All Products
Search
Document Center

Data Lake Analytics - Deprecated:Manage Spark UDFs

Last Updated:Feb 07, 2024

This topic describes how to manage and use user-defined functions (UDFs) in the serverless Spark engine of Data Lake Analytics (DLA).

Important

DLA is discontinued. AnalyticDB for MySQL Data Lakehouse Edition supports the features of DLA and provides more features and better performance. For more information about Spark SQL in AnalyticDB for MySQL, see Overview.

Manage UDFs by using the metadata service

  • Create a UDF

    The metadata service of the serverless Spark engine allows you to create UDFs based on Hive 1.2.1. The following sample code shows the syntax:

    CREATE FUNCTION function_name AS class_name USING resource_location_list;

    Parameter

    Description

    function_name

    The name of the UDF that you want to create. Before you create the UDF, execute the USE DatabaseName statement to specify the database in which the UDF is created. You can also explicitly specify the database.

    class_name

    The name of the UDF class. A complete class name must include the package information. For information about the format of a class name, see the development standards of Spark and Hive built-in functions.

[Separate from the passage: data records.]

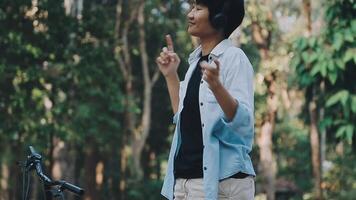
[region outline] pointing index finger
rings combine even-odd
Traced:
[[[168,51],[174,51],[174,47],[173,47],[173,40],[171,35],[166,35],[166,42],[167,42],[167,47],[168,47]]]

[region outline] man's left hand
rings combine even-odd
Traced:
[[[202,68],[203,79],[208,83],[209,88],[214,91],[221,84],[219,80],[220,62],[216,59],[211,64],[202,61],[200,62],[200,66]]]

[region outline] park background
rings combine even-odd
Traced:
[[[0,1],[1,200],[21,199],[29,145],[85,200],[163,199],[174,126],[155,58],[171,34],[183,78],[198,44],[188,9]],[[256,199],[355,199],[355,1],[246,0],[245,10],[230,38],[255,70]],[[33,176],[32,199],[42,192]]]

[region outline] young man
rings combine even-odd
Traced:
[[[188,32],[200,46],[180,63],[166,36],[156,63],[164,75],[176,129],[162,195],[172,200],[254,198],[250,156],[254,137],[253,68],[227,38],[244,17],[243,0],[196,0]]]

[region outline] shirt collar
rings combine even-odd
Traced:
[[[219,57],[221,54],[224,53],[224,51],[230,47],[233,46],[233,43],[229,39],[224,39],[222,40],[218,45],[214,47],[214,49],[210,52],[215,57]],[[191,64],[193,61],[197,60],[200,58],[201,55],[201,45],[199,45],[190,55],[188,62]]]

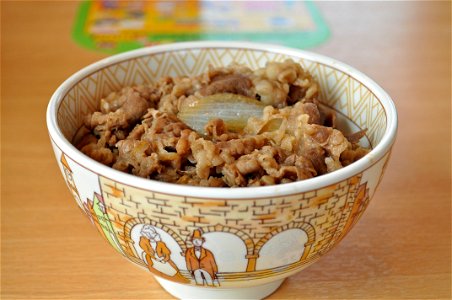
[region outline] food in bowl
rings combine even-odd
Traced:
[[[73,143],[114,169],[210,187],[289,183],[366,155],[365,130],[345,135],[319,84],[291,59],[251,70],[209,67],[100,99]]]
[[[318,80],[319,99],[337,112],[335,123],[344,134],[367,128],[360,141],[372,148],[367,155],[309,180],[221,188],[133,176],[89,158],[70,142],[98,99],[111,91],[165,76],[202,74],[209,64],[222,67],[235,61],[254,69],[286,59]],[[206,96],[203,105],[183,111],[198,115],[197,109],[206,110],[209,103],[215,108],[215,101],[241,97],[229,94],[234,93]],[[234,101],[240,112],[256,111],[254,100]],[[327,111],[321,103],[318,107]],[[176,116],[205,134],[193,118],[186,119],[190,114]],[[240,126],[231,129],[223,119],[229,131],[246,126],[232,118]],[[397,112],[378,84],[333,58],[274,45],[191,42],[138,49],[83,68],[53,94],[47,126],[74,200],[123,257],[147,269],[177,298],[262,299],[334,249],[359,221],[387,168]],[[77,138],[82,136],[79,130]],[[87,254],[92,254],[89,249]]]

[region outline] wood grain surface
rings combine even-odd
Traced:
[[[1,2],[1,296],[171,299],[82,216],[45,125],[53,91],[105,57],[71,38],[78,2]],[[393,97],[399,133],[361,221],[270,299],[451,298],[451,4],[318,2],[331,36],[310,49]]]

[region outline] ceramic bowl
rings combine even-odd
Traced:
[[[116,171],[70,142],[98,99],[121,87],[200,74],[209,64],[254,69],[286,58],[313,74],[343,126],[367,128],[368,155],[295,183],[205,188]],[[82,69],[52,96],[47,126],[72,196],[121,255],[178,298],[256,299],[333,249],[356,224],[388,163],[397,114],[381,87],[335,59],[274,45],[190,42],[143,48]]]

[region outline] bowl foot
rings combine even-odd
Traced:
[[[276,291],[284,281],[280,279],[263,285],[223,289],[190,286],[158,276],[155,276],[155,279],[168,293],[178,299],[263,299]]]

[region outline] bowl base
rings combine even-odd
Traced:
[[[279,279],[263,285],[222,289],[175,283],[158,276],[155,276],[155,279],[178,299],[263,299],[276,291],[284,281]]]

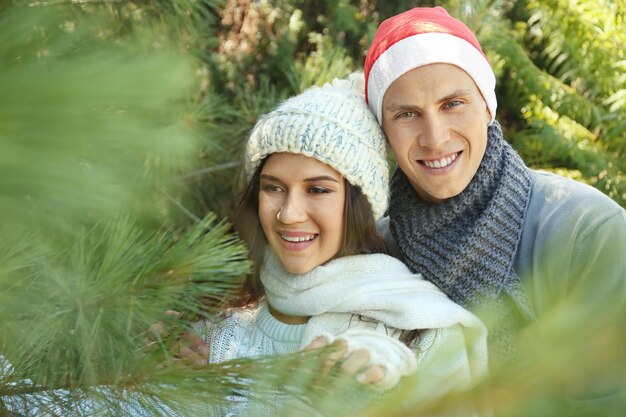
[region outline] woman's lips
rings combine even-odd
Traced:
[[[308,248],[319,236],[315,233],[278,233],[281,245],[292,251],[300,251]]]

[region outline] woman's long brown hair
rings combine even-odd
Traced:
[[[229,303],[229,307],[254,304],[264,294],[259,275],[267,240],[259,220],[259,191],[261,171],[268,158],[266,157],[259,164],[252,175],[241,194],[239,205],[231,217],[235,231],[248,247],[248,257],[253,263],[253,270],[247,276],[238,297]],[[335,255],[336,258],[368,253],[387,253],[384,240],[376,232],[372,206],[361,189],[347,181],[344,219],[343,244]],[[418,331],[405,331],[400,340],[409,345],[417,335]]]
[[[263,295],[263,285],[259,279],[260,266],[267,246],[267,240],[259,220],[259,191],[261,171],[265,158],[244,188],[239,205],[231,222],[248,248],[248,257],[253,263],[253,271],[247,277],[239,297],[231,303],[238,307],[254,303]],[[376,232],[372,208],[359,187],[346,181],[344,204],[343,244],[335,257],[366,253],[386,253],[384,240]]]

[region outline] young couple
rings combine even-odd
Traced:
[[[209,361],[339,339],[344,370],[364,383],[387,389],[419,369],[464,388],[488,361],[470,310],[489,306],[490,355],[514,357],[520,323],[555,300],[623,300],[625,211],[526,167],[494,89],[475,35],[441,7],[415,8],[378,28],[363,88],[335,81],[261,117],[233,219],[255,272],[246,306],[199,326]]]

    resource_location_list

    The directories in which the JAR packages or files required for creating the UDF are stored. You must use this parameter to explicitly specify the required JAR packages and files. Example: USING JAR 'oss://test/function.jar',FILE 'oss://test/model.csv'.

  • Query all UDFs of a database

    USE databasename;
    SHOW USER FUNCTIONS;
    Note

    If the USER keyword is not added, the default functions of the serverless Spark engine are returned. The default functions cannot be dropped.

  • Drop a UDF

    USE databasename;
    DROP FUNCTION functionname;
    Note

    The metadata service of DLA does not support ALTER statements for UDFs. If you want to modify metadata configurations, drop the UDFs and create them again.

Use UDFs

  1. Develop a UDF.

    Initialize a Maven project and add the following dependency to the pom.xml file:

    <dependency>
      <groupId>org.apache.hive</groupId>
      <artifactId>hive-exec</artifactId>
      <version>1.2.1</version>
    </dependency>

    Implement a file in the org.test.udf package. In this example, the Ten.java file is implemented in the org.test.udf package. This file returns the result of the input value plus 10.

    package org.test.udf;
    import org.apache.hadoop.hive.ql.exec.UDF;
    public class Ten extends UDF {
      public long evaluate(long value) {
        return value + 10;
      }
    }
  2. Create the UDF in the serverless Spark engine and use this UDF.

    Compile the code of the Maven project, package the code into a udf.jar file, and then upload the file to Object Storage Service (OSS). After the file is uploaded, you can create the UDF and execute SQL statements in the serverless Spark engine to access the UDF.

    -- here is the spark conf
    set spark.driver.resourceSpec=medium;
    set spark.executor.instances=5;
    set spark.executor.resourceSpec=medium;
    set spark.app.name=sparksqltest;
    set spark.sql.hive.metastore.version=dla;
    set spark.dla.connectors=oss;
    -- here is your sql statement
    use db;
    CREATE FUNCTION addten as 'com.aliyun.dla.udf.Ten' USING JAR 'oss://path/to/your/udf.jar';
    select addten(7);
  3. Check the result.

    After the UDF is created, the UDF is registered with the serverless Spark engine. You can directly invoke this UDF by using the metadata service without repeated registration.

    In this example, the addten UDF is created in the db database. After a Spark job that invokes the UDF is run, you can view the result 17 in the logs of the job.